And as Madcap Mum said: "Anyone who likes may feel free to steal the meme and apply it to him/herself. Consider yourself tagged!"

Wednesday, November 02, 2005

"a different world"

In the second instalment of his column from Nepal, Garth explores the credit union system, and is grateful...

Tuesday, November 01, 2005

What I really read

I have a tall stack of worthy-looking books to read, but what I actually read is whatever the kids have left lying around. I'm very tired of the Animorphs series, but James keeps bringing them, so I occasionally skim another one. I haven't tried Guardians of Ga'hoole yet. Ruth tends to read single novels rather than series, and she comes up with some fine ones. Two that stand out recently:

Halfway to the Sky by Kimberly Brubaker Bradley
I suspect that part of the power of this book for me was the mother-daughter struggle to connect across barriers of bitterness, guilt, and plain old busyness.
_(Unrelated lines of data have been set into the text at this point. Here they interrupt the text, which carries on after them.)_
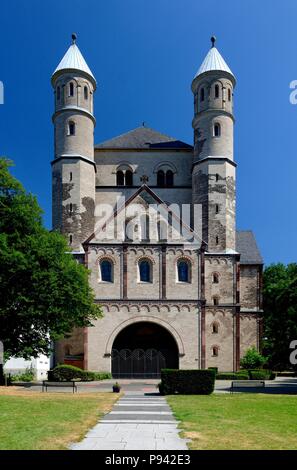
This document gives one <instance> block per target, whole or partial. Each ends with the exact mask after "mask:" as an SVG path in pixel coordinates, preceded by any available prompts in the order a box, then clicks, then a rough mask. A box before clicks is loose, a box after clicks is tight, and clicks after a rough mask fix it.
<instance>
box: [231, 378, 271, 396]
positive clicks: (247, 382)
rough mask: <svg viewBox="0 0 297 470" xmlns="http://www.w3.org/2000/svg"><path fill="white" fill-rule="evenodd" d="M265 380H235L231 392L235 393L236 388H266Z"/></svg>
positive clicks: (231, 389) (233, 382)
mask: <svg viewBox="0 0 297 470" xmlns="http://www.w3.org/2000/svg"><path fill="white" fill-rule="evenodd" d="M264 387H265V381H264V380H233V382H232V383H231V387H230V393H233V391H234V389H235V388H264Z"/></svg>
I'm particularly sensitive to such themes these days as we adjust to more-or-less solo parenting. Come February, when Garth gets home, I'll probably be intrigued by stories of newcomers in the family.
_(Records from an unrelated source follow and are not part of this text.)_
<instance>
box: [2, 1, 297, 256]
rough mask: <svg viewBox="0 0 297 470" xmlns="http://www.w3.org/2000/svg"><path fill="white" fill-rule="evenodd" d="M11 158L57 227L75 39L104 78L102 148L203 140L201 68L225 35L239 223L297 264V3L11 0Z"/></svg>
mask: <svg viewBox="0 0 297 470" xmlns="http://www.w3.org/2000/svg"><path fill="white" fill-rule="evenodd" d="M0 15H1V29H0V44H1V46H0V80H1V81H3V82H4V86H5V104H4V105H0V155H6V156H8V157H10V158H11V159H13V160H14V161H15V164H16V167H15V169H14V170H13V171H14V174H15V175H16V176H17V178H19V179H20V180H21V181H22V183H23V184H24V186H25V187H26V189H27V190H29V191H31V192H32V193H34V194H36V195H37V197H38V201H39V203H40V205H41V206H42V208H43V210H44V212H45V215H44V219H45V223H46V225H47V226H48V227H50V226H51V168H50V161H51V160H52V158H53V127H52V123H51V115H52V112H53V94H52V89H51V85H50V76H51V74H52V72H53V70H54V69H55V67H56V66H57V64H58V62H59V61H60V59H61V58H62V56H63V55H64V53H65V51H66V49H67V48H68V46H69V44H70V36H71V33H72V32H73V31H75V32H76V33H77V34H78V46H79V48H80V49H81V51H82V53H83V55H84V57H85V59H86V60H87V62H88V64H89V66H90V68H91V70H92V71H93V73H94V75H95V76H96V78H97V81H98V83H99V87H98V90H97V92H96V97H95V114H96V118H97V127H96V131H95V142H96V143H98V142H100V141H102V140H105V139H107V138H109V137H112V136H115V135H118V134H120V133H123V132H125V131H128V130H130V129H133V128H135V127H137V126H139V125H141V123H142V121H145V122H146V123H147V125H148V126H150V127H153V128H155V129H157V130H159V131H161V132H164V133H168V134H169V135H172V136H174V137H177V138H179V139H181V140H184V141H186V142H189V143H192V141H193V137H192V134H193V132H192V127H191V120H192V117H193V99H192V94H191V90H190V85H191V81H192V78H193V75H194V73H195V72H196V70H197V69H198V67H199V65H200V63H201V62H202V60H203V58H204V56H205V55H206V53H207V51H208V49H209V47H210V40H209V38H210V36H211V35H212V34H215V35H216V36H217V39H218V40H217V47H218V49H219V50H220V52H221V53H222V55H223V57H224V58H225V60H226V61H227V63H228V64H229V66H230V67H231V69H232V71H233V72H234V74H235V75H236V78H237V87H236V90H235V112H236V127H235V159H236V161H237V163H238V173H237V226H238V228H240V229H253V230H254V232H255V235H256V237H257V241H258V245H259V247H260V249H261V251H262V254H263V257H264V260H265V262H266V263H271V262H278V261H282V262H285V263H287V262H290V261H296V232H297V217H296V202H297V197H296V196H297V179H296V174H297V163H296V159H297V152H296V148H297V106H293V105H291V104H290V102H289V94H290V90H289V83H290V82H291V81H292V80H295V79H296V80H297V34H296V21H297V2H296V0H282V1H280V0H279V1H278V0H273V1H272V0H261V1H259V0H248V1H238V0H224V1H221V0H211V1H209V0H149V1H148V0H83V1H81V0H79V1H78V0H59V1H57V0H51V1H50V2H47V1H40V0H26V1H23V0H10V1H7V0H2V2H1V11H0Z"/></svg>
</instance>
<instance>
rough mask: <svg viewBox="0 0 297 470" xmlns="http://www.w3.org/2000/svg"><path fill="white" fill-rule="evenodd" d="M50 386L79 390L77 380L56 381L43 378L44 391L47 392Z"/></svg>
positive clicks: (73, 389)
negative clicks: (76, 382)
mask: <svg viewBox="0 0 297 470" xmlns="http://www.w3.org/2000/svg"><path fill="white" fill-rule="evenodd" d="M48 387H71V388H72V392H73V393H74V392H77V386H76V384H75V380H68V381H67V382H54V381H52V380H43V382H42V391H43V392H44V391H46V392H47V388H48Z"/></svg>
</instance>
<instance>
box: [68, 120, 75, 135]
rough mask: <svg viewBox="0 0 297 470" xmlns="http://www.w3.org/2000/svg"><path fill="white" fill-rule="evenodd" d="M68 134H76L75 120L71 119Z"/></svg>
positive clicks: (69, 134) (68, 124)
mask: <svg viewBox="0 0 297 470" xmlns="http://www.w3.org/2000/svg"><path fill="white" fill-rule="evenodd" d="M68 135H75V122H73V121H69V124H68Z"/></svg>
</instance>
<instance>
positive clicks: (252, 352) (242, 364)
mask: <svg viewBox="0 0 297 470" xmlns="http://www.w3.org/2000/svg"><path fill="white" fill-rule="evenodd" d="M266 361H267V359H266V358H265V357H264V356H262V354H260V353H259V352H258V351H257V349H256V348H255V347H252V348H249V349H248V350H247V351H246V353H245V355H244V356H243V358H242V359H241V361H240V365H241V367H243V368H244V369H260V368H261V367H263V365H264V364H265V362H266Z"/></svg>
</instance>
True Confessions of a Heartless Girl by Martha Brooks
This was a gem. I love a story that is set so close to home (just across the border in southwest Manitoba) that I can see and hear and smell everything. Then on top of that, the characters are as breathtakingly real as a stubbed toe or an unexpected hug, and the tale winds its way through the sorts of wrenching struggles that can happen inside of a week or two, right here in a little prairie town.

I just noticed that both books focus on runaways. I'll admit it, I used to dream about running away, taking over the controls of my own life. Now that I am flying solo, I can't imagine voluntarily choosing this existence for the rest of my days. It's okay, Garth, you don't need to come flying home early, but you can bet I'll be glad when you do.